That article struggles hard to humanize Mitt... and I started reading it willing to learn good things. After all, he might become president and I WANT to think we nominate reasonable people.
And I read on and on and saw nothing but really bad turning worse.
"These flaws have left him struggling to defend himself against and rebut the relentless Obama campaign attack — an attack designed to overcome the weaknesses in the incumbent’s own record by rendering his opponent an unacceptable alternative."
Say what? Who is running away from the record? Cite for me one time that Romney has ever, even obliquely, referred to the Republican Party's record at governing the United States of America. One time. ever.
Sure, the GOP wants us looking at Romney and not at the party or at the 10,000 GOP guns from the Bush administration he'd bring with him, slipping most of them right back into positions they held four years ago. (He's never denied this.) They talk as if he's the issue. But it is the whole apparatus. The record he never mentions.

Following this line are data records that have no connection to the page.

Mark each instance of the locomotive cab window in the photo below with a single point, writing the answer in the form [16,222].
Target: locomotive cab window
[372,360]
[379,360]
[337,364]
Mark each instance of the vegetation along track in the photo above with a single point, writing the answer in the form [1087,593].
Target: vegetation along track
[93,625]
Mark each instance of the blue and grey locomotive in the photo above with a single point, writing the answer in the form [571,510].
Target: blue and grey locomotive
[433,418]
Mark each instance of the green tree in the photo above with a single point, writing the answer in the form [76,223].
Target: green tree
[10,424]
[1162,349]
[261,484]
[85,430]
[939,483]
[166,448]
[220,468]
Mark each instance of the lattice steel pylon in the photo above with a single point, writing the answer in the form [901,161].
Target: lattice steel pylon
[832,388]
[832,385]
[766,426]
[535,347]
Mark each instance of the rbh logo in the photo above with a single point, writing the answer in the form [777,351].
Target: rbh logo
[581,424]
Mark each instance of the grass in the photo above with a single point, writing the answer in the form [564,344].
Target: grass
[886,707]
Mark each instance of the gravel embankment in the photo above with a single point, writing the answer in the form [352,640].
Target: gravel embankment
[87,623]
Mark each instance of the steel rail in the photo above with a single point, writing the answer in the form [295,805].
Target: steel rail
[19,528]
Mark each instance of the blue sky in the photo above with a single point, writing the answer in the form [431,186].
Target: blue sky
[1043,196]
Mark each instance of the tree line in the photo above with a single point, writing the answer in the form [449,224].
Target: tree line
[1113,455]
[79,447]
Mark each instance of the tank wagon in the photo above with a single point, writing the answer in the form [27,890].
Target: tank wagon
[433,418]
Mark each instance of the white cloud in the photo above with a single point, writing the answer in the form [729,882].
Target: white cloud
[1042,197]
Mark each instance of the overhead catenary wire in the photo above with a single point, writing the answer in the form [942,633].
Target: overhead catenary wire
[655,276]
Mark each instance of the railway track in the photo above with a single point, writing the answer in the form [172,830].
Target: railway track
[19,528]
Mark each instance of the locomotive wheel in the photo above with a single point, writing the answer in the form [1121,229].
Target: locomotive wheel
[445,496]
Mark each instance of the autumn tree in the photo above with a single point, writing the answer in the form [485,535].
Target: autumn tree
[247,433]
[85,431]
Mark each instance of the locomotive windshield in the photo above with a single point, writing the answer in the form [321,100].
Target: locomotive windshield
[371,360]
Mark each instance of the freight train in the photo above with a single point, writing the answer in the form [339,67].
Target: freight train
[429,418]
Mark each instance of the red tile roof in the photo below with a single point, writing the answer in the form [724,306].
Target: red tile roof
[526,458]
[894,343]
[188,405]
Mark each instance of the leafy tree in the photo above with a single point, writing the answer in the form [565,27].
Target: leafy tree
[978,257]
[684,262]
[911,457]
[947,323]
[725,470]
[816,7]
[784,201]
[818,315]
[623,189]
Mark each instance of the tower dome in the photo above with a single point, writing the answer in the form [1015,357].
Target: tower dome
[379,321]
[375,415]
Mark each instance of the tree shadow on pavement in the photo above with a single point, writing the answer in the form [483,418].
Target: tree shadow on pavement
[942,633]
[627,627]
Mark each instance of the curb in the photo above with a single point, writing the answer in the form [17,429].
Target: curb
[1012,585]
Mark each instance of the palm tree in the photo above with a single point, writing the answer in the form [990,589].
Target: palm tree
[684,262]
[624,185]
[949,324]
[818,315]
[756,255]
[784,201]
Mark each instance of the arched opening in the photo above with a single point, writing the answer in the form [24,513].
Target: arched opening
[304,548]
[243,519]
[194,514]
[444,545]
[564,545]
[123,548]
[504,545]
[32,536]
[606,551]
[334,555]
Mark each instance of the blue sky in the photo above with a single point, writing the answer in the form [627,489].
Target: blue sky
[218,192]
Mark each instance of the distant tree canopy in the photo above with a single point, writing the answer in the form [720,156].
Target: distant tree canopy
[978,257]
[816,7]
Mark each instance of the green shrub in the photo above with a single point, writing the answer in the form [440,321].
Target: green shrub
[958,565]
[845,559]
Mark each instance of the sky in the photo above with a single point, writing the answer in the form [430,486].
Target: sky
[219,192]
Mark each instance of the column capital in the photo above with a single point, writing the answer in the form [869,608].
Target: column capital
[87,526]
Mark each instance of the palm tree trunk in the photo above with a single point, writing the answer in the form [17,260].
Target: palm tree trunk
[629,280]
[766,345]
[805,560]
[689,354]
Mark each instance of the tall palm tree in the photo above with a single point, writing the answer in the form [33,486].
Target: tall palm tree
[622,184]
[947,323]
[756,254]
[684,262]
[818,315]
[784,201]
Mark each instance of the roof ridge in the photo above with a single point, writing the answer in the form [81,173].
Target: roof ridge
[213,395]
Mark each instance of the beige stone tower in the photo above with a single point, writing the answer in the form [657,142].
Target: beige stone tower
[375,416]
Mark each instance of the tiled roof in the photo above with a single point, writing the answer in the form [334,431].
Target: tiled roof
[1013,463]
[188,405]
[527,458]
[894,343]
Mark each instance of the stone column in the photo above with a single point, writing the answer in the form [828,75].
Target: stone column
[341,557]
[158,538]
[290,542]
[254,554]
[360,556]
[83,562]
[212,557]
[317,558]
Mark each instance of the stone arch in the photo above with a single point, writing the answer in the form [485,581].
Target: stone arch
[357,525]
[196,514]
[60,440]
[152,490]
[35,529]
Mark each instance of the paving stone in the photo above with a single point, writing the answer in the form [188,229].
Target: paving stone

And now, Mitt himself is disappointing as a campaigner? And we're told to overlook that and perceive... what instead?
As I said, I'm not going to vote for him because of the baggage he brings. If he had the guts to stand up for his beliefs, that would be one thing. But he's no Huntsman. But then, Huntsman was unelectable because he could stand up for what he believed in... and the Republican base no longer believes in that. Instead, they are poisoned. :/
David, what I would like to see most in the upcoming debates is one simple question with moderator firm on getting a clear answer.
How if you are our President in the coming months, will you more than just maintain freedom for United States citizens, but actually increase our overall freedoms across the country?
The framework for that question is that increased freedom equates to a better economy with more money in our pockets. Less freedom is the most horrible tax of all.
All of the major party players ought to be called out on this and a clear answer should be demanded.
I enjoyed the Romney article, but it underlined for me a fundamental: Mitt is well suited to a role as an unelected executive, perhaps Secretary of Commerce.
But if the article is correct, he's not willing to tell people what he wants to do, and in a democracy, that is a complete disqualification for elected office.
Unfortunate perhaps, but there it is. It's bad enough that once a guy gets into office, we can't be sure what he'll do; but if he won't even talk about which tax deductions he'll eliminate to make his planned 20% tax cut work, then We The People have no rational basis on which to vote for him. The article's reference to executive orders being prepared in secret should be disturbing; if they are good ideas, let Mitt trumpet them proudly!
All irrelevant now, I suppose, but I would hope this experience would enlighten future candidates as to where their interests lie.